0.036: data integrity and virtualized storage
Is your data really safe?
In what many think is a modern-day impression of Chicken Little, Robin Harris has been asking this question over on StorageMojo for quite a while. In his most recent blog post, he refuels his concerns using "evidence" presented in a Data Integrity research paper done by the folks at CERN.
I highly recommend you at least skim that document, as there are some interesting observations in it that could have far reaching ramifications in your own storage environment.
According to this paper, more than 3 of the MP3's or TiVo videos I have in my Terabyte Home are probably corrupted -and I might never know it!
Now Robin takes the 50,000 foot view of this, and comes to the conclusion that the world just may collapse soon if this data integrity issue isn't resolved. He even suggests that HEY! Shouldn't we be doing something NOW to avoid all this?
</sarcasm> (I leave it to the reader to figure where the opening tag belongs )

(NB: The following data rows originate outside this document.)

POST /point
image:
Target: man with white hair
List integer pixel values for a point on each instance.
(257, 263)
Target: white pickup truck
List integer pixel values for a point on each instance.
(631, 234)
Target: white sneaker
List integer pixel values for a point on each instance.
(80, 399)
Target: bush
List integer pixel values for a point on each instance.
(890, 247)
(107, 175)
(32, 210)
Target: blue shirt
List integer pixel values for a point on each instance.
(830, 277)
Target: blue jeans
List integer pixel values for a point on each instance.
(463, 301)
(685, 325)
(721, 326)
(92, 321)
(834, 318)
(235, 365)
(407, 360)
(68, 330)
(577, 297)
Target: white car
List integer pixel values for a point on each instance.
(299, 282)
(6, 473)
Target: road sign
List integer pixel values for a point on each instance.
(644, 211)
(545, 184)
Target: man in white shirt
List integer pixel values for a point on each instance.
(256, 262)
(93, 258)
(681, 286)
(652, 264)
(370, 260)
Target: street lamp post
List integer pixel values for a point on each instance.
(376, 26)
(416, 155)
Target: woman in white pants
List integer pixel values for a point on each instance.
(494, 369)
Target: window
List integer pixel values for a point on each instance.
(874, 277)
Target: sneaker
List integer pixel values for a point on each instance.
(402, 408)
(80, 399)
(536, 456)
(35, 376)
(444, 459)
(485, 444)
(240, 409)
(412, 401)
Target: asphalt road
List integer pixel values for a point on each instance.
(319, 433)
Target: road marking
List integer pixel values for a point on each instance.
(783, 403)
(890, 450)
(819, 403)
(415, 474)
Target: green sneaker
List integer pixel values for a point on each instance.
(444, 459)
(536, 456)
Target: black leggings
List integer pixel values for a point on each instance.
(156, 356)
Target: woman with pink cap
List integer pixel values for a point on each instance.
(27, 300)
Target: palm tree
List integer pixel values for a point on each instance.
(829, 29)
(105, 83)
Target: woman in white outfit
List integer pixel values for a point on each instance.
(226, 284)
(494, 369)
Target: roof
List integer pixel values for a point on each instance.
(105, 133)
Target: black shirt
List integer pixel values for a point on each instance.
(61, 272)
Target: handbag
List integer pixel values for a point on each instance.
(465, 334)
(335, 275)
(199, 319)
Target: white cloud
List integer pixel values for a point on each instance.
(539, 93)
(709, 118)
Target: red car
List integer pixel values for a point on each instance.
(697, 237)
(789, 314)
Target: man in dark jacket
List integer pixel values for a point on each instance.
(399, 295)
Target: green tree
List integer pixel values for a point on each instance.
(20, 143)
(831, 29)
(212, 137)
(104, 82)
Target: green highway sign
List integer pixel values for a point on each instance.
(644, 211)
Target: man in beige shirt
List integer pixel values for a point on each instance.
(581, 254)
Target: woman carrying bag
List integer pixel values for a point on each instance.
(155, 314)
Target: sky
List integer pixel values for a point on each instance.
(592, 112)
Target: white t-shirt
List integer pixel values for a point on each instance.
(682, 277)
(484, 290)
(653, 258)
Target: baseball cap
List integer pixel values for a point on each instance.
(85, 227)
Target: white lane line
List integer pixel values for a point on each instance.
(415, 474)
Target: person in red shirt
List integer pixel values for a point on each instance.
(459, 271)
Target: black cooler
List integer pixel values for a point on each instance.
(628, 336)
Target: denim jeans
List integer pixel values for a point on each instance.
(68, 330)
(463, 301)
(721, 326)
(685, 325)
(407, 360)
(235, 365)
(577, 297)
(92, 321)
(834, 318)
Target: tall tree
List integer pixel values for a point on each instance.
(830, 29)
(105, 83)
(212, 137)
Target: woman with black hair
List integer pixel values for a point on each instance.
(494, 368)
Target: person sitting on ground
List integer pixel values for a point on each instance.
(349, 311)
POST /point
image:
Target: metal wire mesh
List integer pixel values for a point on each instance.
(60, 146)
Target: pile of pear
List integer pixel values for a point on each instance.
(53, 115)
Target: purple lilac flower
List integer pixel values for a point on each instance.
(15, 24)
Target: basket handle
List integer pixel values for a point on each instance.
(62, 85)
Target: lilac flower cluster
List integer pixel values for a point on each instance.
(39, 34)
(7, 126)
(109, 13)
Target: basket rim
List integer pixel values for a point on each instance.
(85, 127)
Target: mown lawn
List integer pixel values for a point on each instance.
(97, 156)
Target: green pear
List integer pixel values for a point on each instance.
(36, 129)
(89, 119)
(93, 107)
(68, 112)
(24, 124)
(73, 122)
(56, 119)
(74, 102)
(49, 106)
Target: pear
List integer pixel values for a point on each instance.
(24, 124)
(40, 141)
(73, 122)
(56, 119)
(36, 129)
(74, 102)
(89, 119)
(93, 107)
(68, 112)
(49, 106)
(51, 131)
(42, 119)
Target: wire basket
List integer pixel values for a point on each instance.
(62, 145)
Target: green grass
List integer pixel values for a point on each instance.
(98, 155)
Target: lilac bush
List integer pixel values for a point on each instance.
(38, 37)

Good news, Robin: some of us have already been solving this problem. Been doing so for years, in fact...
parity, checksums, and ecc domains - oh my!
The CERN folks did a lot of testing, and concluded that they were experiencing a Byte Error Rate of 3 in 10^7 - or 3 corruptions per Terabyte. That's a lot more than what you'd guess if you looked at the BER predictions for the components, and Robin is likely correct in his conclusion that the problem rests in all the transfers of the data between multiple (supposedly protected) domains.
What seems to have been overlooked, however, is that the problem is likely caused by faulty architecture and design of the CERN storage infrastructure. Apparently no provisions had been made by either the storage vendor or the implementation architect to ensure that faults that occur between domains were detected and corrected.
But this is not universally true of all storage. A lot more than you think, maybe. But not all...
No, in fact, Symmetrix has long implemented front-to-back parity/checksum/ecc verification that data blocks don't change, from the moment they arrive at the FA port, through global memory, out the DA port, all the way out to the disk, and then back again. Checksums and/or parity are calculated coming into and validated going out of each internal "domain." ECC algorithms performing Single Nibble Correction and Double Nibble Detection (SNCDND) has long been used to protect Symmetrix memory against alpha-particle corruption of the memory chips themselves. Triple Modular Redundancy (TMR) was introduced in the DMX series to protect against Silent Bit Errors (SBEs) in the logic paths. And the data stored on disk is continually exercised and validated against checksums to validate that it hasn't changed - and if it does change, the bad block is remapped, the block's mirror image is validated and restored, or the block is rebuilt from the RAID parity - all quietly behind the scenes.
More importantly, while each of the potential failure domains within the Symmetrix has always been protected by appropriate error detection & correction technology (typically using different algorithms for adjacent domains for maximum algorithmic integrity), the protection domains themselves always overlap the adjacent domains.
This is critically important, because you simply can't strip off the protection bits for a block until you know that it's integrity was intact during the time the next domain's protection was being generated. And if an error is detected during the transfer across domains, the original can still be recovered from the prior domain and re-routed through a different path - or the I/O request can be rejected altogether before corrupt data is committed or returned (yes, Virginia, in most cases, no data is better than bad data - especially if the alternative is silently bad data).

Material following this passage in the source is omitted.